Nisâ Suresi 82. Ayet Meali, Arapça Yazılışı, Anlamı ve Tefsiri

Nisâ Suresi 82. ayeti ne anlatıyor? Nisâ Suresi 82. ayetinin meali, Arapçası, anlamı ve tefsiri...

Nisâ Suresi 82. Ayetinin Arapçası:

اَفَلَا يَتَدَبَّرُونَ الْقُرْاٰنَۜ وَلَوْ كَانَ مِنْ عِنْدِ غَيْرِ اللّٰهِ لَوَجَدُوا ف۪يهِ اخْتِلَافًا كَث۪يرًا

Nisâ Suresi 82. Ayetinin Meali (Anlamı):

Acaba Kur’an üzerinde hiç düşünmüyorlar mı? Şayet o, Allah’tan başkasının sözü olsaydı, elbette onda pek çok tutarsızlık ve çelişki bulurlardı.

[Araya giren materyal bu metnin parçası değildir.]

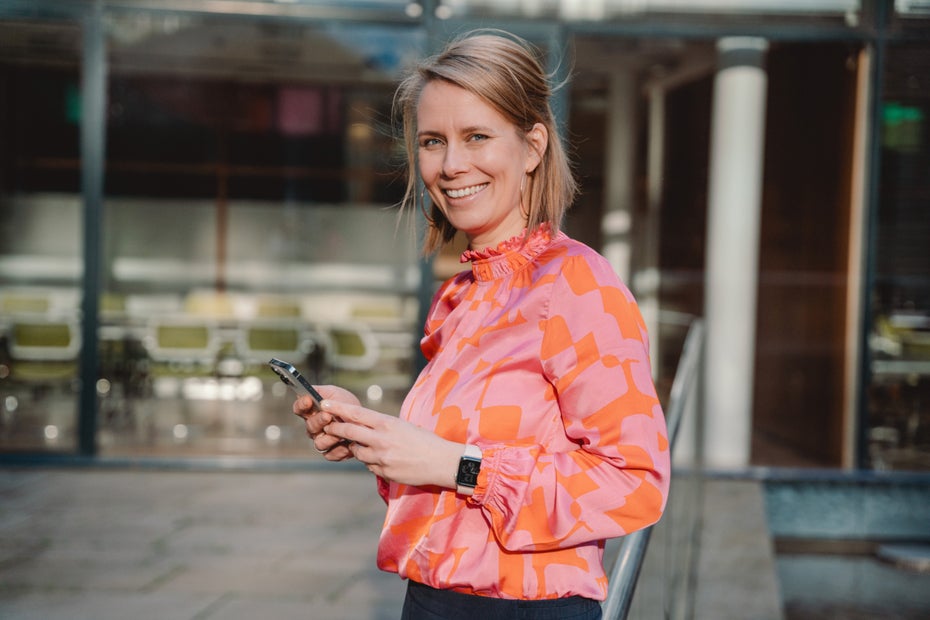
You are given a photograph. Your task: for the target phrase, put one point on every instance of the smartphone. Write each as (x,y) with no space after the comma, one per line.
(292,377)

Nisâ Suresi 82. Ayetinin Tefsiri:

Âyette geçen اَلتَّدَبُّرُ (tedebbür) kelimesi, sahibini, istenilen mânaları anlayıp kavramaya ulaştıran düşünce, tefekkür ve teemmül mânasına gelir. Bu tefekkür ancak, lafzı az, fakat bu lafızlara yerleştirilen yüklü mânaları içeren sözleri anlamada söz konusudur. Böyle bir söz üzerinde düşünceyi yoğunlaştırdıkça hiç de basit olmayan daha değişik ve orijinal mânalar ortaya çıkar. (İbn Âşûr, et-Tahrîr ve’t-tenvîr, XXIII, 252) Tefekkür, derinlemesine düşünmektir. Tedebbür ise okunan ayetin bir sonrasında, onun bir sonrasında… bir bütün olarak Kur’an’ın başından sonuna kadar ne var ve bunların her biri sistem içinde nasıl bir konumda diye takib ederek okumaktır. Bu olmadan Kur’ân-ı Kerîm’de bir çelişkinin olup olmadığını kimse fark edemez. Ancak layıkıyla “tedebbür” yapan kişi, sistemin bütününü anlar ve işin tadına varır. Zaten ayetin devamında da Kur’an’da hiçbir çelişki bulunmadığı vurgulanmaktadır.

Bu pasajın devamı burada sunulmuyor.